Lets try... Nothing.







the Z100 is a 1/2.3 camera which is great for newsy type workflows and some documentary work. It will do 4K and has a very good codec, but it isn't a cinematic camera, and the fixed lens is great for run and gun versatility but not for the wealth of creative possibilities you have with the EF mount. 

In short, it has very little crossover with the C100/C300, it's a 4K successor to the Z1 - not a competitor to large sensor cinema cameras. The C100 will still give you a filmy type look for indie web-based productions and the C300 will still be favoured for drama/broadcast work that doesn't need/have budget for an Alexa/RED.


----------



## HurtinMinorKey (Oct 29, 2013)

^this

I am however very interested to see what Canon does with their next C camera. My guess is we get a super C300 that can do raw, 4K and a boost to dynamic range. 

I still expect it to be priced over $10K. Also remember, the c300 has sold pretty darned well, because it makes peoples lives a lot easier. At the end of the day, especially for TV it isn't always about which camera gives you the best possible image (so camera specs be damned). It's about a camera giving you a consistently good image with limited hassle.


----------



## Policar (Oct 29, 2013)

I think Canon will respond to the F5, not to a 1/3'' 4k ENG-style camera... Not with a firmware update, of course, but a new, expensive body.

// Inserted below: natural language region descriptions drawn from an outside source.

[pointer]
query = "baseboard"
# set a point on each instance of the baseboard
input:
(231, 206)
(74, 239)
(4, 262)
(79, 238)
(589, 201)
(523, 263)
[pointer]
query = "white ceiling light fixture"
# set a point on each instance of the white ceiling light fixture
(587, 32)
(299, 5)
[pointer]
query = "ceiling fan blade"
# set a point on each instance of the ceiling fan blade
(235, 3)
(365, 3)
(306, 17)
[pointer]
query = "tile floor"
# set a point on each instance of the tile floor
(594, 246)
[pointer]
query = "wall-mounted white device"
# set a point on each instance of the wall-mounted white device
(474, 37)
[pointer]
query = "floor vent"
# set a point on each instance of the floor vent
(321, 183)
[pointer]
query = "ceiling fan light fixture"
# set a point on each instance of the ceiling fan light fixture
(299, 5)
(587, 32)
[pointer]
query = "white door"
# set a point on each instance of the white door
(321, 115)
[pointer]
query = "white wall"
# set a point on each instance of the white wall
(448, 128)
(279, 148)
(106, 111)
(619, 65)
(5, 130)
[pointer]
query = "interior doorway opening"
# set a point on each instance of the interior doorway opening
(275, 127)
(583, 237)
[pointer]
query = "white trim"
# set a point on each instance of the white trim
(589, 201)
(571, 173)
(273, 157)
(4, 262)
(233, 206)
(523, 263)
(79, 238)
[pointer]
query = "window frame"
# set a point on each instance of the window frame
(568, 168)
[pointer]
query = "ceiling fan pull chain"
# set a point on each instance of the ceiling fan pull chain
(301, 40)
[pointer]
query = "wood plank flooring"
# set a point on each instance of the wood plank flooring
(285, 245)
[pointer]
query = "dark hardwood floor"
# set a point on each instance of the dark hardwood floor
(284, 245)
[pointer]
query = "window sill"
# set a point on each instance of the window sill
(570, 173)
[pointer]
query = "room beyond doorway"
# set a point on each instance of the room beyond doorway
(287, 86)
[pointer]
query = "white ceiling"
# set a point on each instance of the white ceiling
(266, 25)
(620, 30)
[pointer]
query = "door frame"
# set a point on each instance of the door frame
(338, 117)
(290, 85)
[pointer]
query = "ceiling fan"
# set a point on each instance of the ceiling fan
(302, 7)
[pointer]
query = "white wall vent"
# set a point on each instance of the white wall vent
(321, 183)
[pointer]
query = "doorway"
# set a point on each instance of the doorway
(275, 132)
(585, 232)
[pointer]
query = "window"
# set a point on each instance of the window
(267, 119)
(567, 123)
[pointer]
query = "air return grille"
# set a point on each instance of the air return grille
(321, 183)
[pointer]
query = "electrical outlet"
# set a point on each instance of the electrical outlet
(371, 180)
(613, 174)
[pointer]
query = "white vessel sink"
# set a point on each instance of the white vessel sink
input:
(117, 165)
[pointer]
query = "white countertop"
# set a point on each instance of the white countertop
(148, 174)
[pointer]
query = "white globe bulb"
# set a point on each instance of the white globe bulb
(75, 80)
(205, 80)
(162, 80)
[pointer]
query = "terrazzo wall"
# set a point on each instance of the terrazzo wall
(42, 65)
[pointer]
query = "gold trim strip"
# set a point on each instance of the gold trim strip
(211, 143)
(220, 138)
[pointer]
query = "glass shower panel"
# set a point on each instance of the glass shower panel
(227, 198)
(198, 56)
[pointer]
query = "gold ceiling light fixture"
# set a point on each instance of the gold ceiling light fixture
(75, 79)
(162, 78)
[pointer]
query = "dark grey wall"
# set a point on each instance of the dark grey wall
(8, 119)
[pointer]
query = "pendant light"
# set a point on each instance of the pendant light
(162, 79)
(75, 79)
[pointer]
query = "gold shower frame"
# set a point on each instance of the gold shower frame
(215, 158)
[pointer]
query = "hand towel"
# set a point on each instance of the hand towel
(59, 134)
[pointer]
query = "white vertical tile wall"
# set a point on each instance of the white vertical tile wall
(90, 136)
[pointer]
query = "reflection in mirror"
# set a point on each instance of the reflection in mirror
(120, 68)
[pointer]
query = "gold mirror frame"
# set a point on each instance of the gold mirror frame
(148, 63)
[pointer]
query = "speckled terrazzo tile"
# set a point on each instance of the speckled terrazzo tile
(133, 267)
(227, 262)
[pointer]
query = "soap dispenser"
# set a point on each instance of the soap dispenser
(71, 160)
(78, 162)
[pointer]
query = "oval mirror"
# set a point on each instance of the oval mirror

4k maybe... a better codec probably... we'll. The thing is, the CX00 does have a really good image. Surpassed in some respects by the BMCC and in others by the F3, but in my experience it's in the same league as the Epic, better than the MX, competitive with the F3 for the most part, and a lot easier to use than the rest when used with an external recorder... I do expect an update in a year or two, yes, because the specs are poor and slow motion and resilient built-in codecs are increasingly popular.


----------



## paul13walnut5 (Oct 29, 2013)

$k sounds great, but where are you gonna watch it?


----------



## Policar (Oct 29, 2013)

paul13walnut5 said:


> $k sounds great, but where are you gonna watch it?



Doesn't matter. Owner/ops who got screwed buying mini-DV are scared. 4k may be a marketing tactic, but it's working.

Personally I could do without.


----------



## paul13walnut5 (Oct 30, 2013)

I remember the days of hdv and aic and epic rendering.

All the disk capacity, throughput and rendering required makes a zippy macpro seem like a powerbook g4.

I shot hdv for a few years before any client actually asked for delivery in hd.

So we have the bmd which is late, restrictive battery, based on original qc may not be plain sailing, and the gopro4k which is what, 15fps?

I'm always happy to see early adopters plunge in, they iron out the bumps for when I pay half price in 6 months.

Also, 4k from a 2/3rds sensor (at least it wasn't 1/3rds)?


----------